На этот раз домой ее вез Семен, и Агафья боялась, что он начнет вспоминать былое и обсуждать вещи, которые она обсуждать совсем не хотела; но, к счастью, они благополучно промолчали всю дорогу до дома, а потом вежливо, но сухо распрощались.
В эту ночь Агафье приснился Яков.
Священник приснился ей молодым, таким, каким был во время их первой встречи, и он стоял на коленях перед статуей, похожей на Dedushka Domovedushka. Он что-то бормотал, произнося молитву, но она была ни на русском, ни на английском, ни на испанском, ни на одном другом из языков, которые Агафья понимала. Яков был одет в рубашку с короткими рукавами, и его тонкие руки были чисты от морщин и возрастных пятен.
Себя Агафья тоже видела молодой и чувствовала свою радость от того, что видит его, но боялась подойти к нему поближе.
– Яков! – позвала она. – Яков Иванович!
Тот повернул голову и посмотрел на нее через плечо, и она увидела, что у него нет лица.
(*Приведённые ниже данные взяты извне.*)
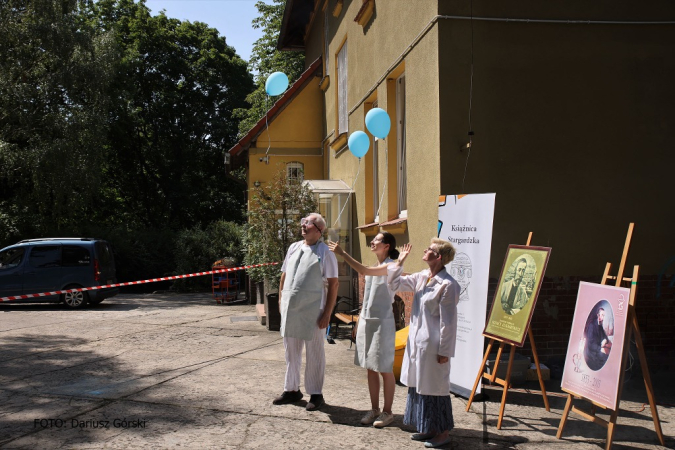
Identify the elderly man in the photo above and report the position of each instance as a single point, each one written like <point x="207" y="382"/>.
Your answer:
<point x="306" y="306"/>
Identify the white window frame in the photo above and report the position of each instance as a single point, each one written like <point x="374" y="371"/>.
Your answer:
<point x="295" y="171"/>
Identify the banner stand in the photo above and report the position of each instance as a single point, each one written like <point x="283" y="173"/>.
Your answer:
<point x="634" y="329"/>
<point x="506" y="383"/>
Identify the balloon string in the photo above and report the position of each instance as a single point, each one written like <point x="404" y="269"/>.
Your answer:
<point x="267" y="128"/>
<point x="347" y="201"/>
<point x="384" y="188"/>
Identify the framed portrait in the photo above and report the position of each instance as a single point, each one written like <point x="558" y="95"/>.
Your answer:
<point x="595" y="350"/>
<point x="516" y="294"/>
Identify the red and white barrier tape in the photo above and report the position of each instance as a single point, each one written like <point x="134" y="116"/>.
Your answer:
<point x="129" y="283"/>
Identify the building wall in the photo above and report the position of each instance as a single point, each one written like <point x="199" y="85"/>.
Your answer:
<point x="372" y="50"/>
<point x="295" y="135"/>
<point x="572" y="132"/>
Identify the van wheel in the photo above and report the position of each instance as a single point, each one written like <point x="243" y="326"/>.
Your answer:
<point x="75" y="300"/>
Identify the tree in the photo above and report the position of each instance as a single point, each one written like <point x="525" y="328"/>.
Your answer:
<point x="55" y="67"/>
<point x="265" y="60"/>
<point x="177" y="86"/>
<point x="274" y="223"/>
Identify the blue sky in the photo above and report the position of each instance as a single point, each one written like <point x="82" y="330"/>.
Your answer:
<point x="232" y="18"/>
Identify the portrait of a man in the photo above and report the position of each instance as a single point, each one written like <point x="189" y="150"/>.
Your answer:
<point x="514" y="293"/>
<point x="460" y="269"/>
<point x="597" y="334"/>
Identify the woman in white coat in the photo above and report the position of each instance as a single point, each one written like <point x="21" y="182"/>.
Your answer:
<point x="376" y="329"/>
<point x="431" y="344"/>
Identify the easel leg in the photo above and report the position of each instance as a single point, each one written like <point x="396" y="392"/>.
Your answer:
<point x="480" y="374"/>
<point x="610" y="429"/>
<point x="507" y="383"/>
<point x="499" y="358"/>
<point x="566" y="413"/>
<point x="648" y="381"/>
<point x="536" y="363"/>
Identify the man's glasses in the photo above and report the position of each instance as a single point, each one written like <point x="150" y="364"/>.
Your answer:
<point x="306" y="223"/>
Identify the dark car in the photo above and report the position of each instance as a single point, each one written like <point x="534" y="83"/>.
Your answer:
<point x="53" y="264"/>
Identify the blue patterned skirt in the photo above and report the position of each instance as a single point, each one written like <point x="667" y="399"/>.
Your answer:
<point x="428" y="413"/>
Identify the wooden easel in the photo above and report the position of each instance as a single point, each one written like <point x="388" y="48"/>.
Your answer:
<point x="506" y="383"/>
<point x="632" y="326"/>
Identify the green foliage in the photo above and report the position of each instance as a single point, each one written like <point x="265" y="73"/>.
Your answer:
<point x="265" y="60"/>
<point x="54" y="71"/>
<point x="141" y="253"/>
<point x="197" y="249"/>
<point x="113" y="124"/>
<point x="274" y="224"/>
<point x="177" y="85"/>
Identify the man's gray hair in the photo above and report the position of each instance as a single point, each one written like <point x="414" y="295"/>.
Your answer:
<point x="318" y="221"/>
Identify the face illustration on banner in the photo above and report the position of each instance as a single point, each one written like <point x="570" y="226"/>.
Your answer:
<point x="518" y="285"/>
<point x="598" y="335"/>
<point x="461" y="270"/>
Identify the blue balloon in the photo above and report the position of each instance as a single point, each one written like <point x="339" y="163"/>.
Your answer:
<point x="358" y="142"/>
<point x="276" y="83"/>
<point x="378" y="122"/>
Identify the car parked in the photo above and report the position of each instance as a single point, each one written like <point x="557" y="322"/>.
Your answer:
<point x="53" y="264"/>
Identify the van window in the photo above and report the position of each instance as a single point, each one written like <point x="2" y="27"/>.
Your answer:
<point x="43" y="256"/>
<point x="75" y="256"/>
<point x="11" y="257"/>
<point x="104" y="253"/>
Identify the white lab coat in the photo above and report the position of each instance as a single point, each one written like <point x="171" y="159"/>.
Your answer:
<point x="433" y="330"/>
<point x="301" y="295"/>
<point x="376" y="329"/>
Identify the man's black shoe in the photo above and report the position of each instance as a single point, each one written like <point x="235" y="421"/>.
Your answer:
<point x="315" y="402"/>
<point x="288" y="397"/>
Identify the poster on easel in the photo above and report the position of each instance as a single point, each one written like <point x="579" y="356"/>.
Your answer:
<point x="466" y="221"/>
<point x="594" y="353"/>
<point x="516" y="294"/>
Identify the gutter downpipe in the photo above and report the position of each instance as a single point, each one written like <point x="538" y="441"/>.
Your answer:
<point x="436" y="18"/>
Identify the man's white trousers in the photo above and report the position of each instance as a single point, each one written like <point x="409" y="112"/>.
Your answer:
<point x="315" y="362"/>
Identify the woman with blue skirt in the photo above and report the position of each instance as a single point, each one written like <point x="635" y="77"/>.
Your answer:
<point x="430" y="345"/>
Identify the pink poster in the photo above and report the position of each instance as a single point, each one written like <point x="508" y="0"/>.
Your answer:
<point x="595" y="349"/>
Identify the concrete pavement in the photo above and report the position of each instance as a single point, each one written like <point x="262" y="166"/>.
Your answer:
<point x="180" y="371"/>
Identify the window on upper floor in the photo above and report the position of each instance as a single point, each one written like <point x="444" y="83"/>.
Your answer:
<point x="295" y="171"/>
<point x="341" y="68"/>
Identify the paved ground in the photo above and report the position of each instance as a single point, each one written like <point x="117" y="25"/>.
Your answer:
<point x="180" y="371"/>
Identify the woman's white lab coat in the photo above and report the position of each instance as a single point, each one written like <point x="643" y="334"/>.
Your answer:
<point x="433" y="330"/>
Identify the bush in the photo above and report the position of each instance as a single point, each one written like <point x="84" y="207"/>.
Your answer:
<point x="196" y="250"/>
<point x="274" y="224"/>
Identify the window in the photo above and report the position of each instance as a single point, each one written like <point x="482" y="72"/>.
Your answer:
<point x="342" y="89"/>
<point x="75" y="256"/>
<point x="11" y="258"/>
<point x="295" y="171"/>
<point x="104" y="253"/>
<point x="400" y="148"/>
<point x="43" y="256"/>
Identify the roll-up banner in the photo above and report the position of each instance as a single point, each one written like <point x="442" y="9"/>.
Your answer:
<point x="466" y="221"/>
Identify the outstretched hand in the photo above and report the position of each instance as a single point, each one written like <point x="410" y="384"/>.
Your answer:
<point x="335" y="248"/>
<point x="404" y="252"/>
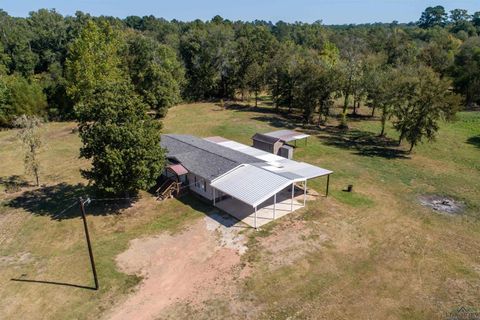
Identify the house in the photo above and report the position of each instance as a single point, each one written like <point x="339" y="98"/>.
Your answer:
<point x="276" y="142"/>
<point x="248" y="183"/>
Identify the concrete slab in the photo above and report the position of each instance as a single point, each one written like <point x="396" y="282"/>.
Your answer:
<point x="265" y="212"/>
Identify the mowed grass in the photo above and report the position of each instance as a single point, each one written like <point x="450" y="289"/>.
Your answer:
<point x="385" y="256"/>
<point x="39" y="242"/>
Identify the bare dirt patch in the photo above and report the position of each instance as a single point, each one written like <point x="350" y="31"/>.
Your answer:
<point x="442" y="204"/>
<point x="189" y="267"/>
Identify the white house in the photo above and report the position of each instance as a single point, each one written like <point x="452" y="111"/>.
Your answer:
<point x="248" y="183"/>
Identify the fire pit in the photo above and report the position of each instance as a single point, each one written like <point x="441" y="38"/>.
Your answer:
<point x="442" y="204"/>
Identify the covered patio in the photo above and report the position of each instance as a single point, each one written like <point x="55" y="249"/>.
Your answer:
<point x="257" y="196"/>
<point x="269" y="210"/>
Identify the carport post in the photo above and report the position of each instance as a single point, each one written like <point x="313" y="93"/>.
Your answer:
<point x="293" y="190"/>
<point x="274" y="204"/>
<point x="305" y="194"/>
<point x="328" y="184"/>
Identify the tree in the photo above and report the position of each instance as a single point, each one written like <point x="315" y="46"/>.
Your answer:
<point x="121" y="140"/>
<point x="155" y="72"/>
<point x="30" y="136"/>
<point x="49" y="37"/>
<point x="93" y="60"/>
<point x="459" y="15"/>
<point x="255" y="79"/>
<point x="382" y="91"/>
<point x="466" y="71"/>
<point x="433" y="16"/>
<point x="425" y="99"/>
<point x="350" y="74"/>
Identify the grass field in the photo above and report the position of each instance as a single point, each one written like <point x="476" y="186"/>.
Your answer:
<point x="382" y="254"/>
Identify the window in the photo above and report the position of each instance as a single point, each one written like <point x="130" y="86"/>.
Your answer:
<point x="200" y="183"/>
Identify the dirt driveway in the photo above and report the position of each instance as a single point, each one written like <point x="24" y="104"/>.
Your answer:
<point x="188" y="267"/>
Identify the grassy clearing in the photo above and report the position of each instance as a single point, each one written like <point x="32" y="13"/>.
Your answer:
<point x="385" y="256"/>
<point x="38" y="243"/>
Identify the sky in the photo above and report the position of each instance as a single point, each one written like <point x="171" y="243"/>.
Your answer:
<point x="329" y="11"/>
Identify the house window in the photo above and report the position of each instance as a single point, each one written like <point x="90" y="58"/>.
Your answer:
<point x="200" y="183"/>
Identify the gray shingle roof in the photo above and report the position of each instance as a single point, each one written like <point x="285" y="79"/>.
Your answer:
<point x="207" y="159"/>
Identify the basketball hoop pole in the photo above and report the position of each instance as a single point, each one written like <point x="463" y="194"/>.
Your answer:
<point x="85" y="226"/>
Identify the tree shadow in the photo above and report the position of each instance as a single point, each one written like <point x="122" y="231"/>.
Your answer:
<point x="475" y="141"/>
<point x="61" y="202"/>
<point x="362" y="142"/>
<point x="53" y="283"/>
<point x="14" y="183"/>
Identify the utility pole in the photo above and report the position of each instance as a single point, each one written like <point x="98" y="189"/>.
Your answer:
<point x="84" y="218"/>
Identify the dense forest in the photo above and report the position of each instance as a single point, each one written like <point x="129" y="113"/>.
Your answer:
<point x="412" y="74"/>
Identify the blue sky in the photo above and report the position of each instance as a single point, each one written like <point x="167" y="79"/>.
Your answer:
<point x="329" y="11"/>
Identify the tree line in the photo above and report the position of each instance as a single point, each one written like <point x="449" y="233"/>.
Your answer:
<point x="108" y="72"/>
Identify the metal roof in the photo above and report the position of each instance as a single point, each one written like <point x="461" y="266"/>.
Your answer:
<point x="287" y="135"/>
<point x="250" y="184"/>
<point x="291" y="169"/>
<point x="265" y="138"/>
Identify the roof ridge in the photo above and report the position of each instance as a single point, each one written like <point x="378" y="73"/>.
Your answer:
<point x="216" y="144"/>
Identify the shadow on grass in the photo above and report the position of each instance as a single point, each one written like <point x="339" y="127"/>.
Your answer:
<point x="474" y="141"/>
<point x="53" y="283"/>
<point x="61" y="202"/>
<point x="14" y="183"/>
<point x="363" y="143"/>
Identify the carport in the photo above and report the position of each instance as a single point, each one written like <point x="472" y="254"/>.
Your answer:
<point x="256" y="195"/>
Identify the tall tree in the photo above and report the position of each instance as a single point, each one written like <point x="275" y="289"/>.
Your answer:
<point x="19" y="96"/>
<point x="30" y="136"/>
<point x="155" y="72"/>
<point x="425" y="100"/>
<point x="121" y="140"/>
<point x="466" y="71"/>
<point x="93" y="60"/>
<point x="433" y="16"/>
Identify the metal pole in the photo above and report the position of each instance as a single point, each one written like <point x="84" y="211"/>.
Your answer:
<point x="328" y="184"/>
<point x="291" y="203"/>
<point x="87" y="236"/>
<point x="305" y="194"/>
<point x="274" y="204"/>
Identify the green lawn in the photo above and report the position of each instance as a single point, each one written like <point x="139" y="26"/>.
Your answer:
<point x="383" y="255"/>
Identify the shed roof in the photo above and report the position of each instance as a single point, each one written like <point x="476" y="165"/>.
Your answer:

Ни глаз, ни носа, ни рта – только гладкая чистая кожа. Он отчаянно жестикулировал, махал ей руками, пытаясь, по-видимому, что-то сообщить, но она не понимала, что он хочет сказать. Статуя, стоявшая позади него, начала вдруг смеяться. Жестикуляция Якова становилась все хаотичнее, а смех статуи – все громче. Сама статуя была абсолютно неподвижна, и только рот ее непрерывно открывался и закрывался, и скоро смех стал таким сильным, что по щекам статуи покатились слезы, лившиеся из ее холодных каменных глаз…
II
– Выглядишь ты совершенно ужасно.
Джулия кивнула и посмотрела на свое отражение в антикварном зеркале на стене. Она плохо спала после своего визита в Рашнтаун – во сне ей докучали образы карликов и теней и звуки старческого смеха.
– У тебя что-нибудь случилось? – спросила Деанна.
– Нет. Просто устала немного, – покачала головой Джулия.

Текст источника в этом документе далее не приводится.